Formal salutation + informal language = mismatch. If you open with Dear Hiring Manager, the rest must match.
Hi! I can't make the cinema tonight.
The opposite problem. Hi! sets a casual tone — what follows shouldn't sound like a court document.
The applicant did not receive the position as they were unable to demonstrate the required skills.
In formal contexts, replace phrasal verbs and contractions consistently — not just the obvious ones.
Furthermore, I believe it is an excellent idea, and I would be glad to assist.
Formal linking words (furthermore, moreover, nevertheless) need to be matched by formal vocabulary around them.
Are you free at 3?
Over-formality is just as wrong as under-formality. With a colleague you message every day, formal English sounds cold or sarcastic.
I would like to apply for this position. I have strong IT skills and would be available to start in June.
Short, choppy sentences read as casual or curt. Formal writing usually links ideas with subordinate clauses.
Where each register belongs
| Context | Register |
|---|---|
| Text messages to friends and family | Very informal |
| Social media posts, group chats | Informal |
| Slack/Teams messages within a team you know | Informal to neutral |
| Emails to colleagues you know well | Semi-formal / neutral |
| LinkedIn messages, customer reviews | Neutral / semi-formal |
| Customer service emails, professional networking | Neutral / semi-formal |
| Job applications, cover letters, CVs | Formal |
| Academic essays, reports, official letters | Formal |
| Legal documents, contracts, formal complaints | Very formal |
Quick summary
- Register is a coordinated shift across vocabulary, contractions, sentence length, voice, and politeness — not a single change.

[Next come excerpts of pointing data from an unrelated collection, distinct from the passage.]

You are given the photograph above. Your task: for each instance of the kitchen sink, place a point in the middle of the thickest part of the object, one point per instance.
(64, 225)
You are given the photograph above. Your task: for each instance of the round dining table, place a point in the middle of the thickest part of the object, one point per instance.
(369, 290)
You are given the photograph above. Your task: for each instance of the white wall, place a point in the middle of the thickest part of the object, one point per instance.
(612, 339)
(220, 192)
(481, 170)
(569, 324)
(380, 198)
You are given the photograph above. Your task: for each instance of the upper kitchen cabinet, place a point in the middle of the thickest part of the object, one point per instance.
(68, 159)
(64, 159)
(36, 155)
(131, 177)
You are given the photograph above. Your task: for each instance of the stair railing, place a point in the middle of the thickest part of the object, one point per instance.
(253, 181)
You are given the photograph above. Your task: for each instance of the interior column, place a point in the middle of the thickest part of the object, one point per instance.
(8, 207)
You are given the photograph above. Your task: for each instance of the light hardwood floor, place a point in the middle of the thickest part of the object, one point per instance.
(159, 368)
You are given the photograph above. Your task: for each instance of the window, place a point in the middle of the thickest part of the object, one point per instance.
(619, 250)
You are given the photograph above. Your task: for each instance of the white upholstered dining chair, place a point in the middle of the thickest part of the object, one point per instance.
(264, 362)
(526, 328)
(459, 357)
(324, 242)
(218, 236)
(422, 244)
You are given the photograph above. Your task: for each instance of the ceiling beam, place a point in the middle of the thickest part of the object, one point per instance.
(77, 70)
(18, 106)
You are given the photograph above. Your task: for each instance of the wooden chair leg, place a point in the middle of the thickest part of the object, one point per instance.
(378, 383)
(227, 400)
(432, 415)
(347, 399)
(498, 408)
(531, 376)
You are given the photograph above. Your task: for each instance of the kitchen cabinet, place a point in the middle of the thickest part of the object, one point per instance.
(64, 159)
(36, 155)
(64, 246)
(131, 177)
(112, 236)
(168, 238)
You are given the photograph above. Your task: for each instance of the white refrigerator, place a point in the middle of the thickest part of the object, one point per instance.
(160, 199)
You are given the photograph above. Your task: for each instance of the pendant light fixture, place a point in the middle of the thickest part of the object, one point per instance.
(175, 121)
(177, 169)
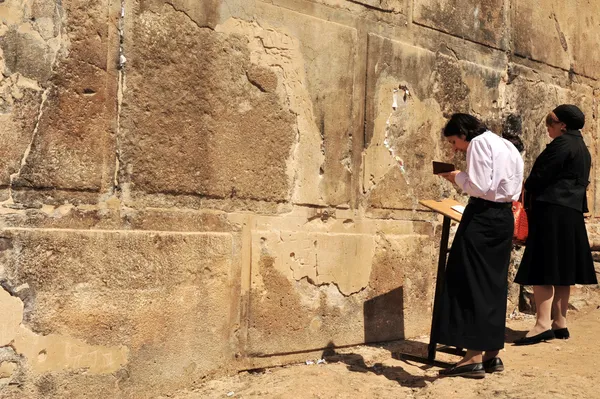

- Formal: longer Latin-derived verbs, no contractions, longer sentences, more passive voice, softened requests.
- Informal: phrasal verbs, contractions, shorter sentences, active voice, direct requests.
- Match greeting, body, and sign-off. Dear Hiring Manager + wanna is worse than a consistent neutral email.
- Over-formality in casual contexts sounds cold or sarcastic. Match the register to the situation.
- When in doubt for written communication, default to neutral — polite but not stiff.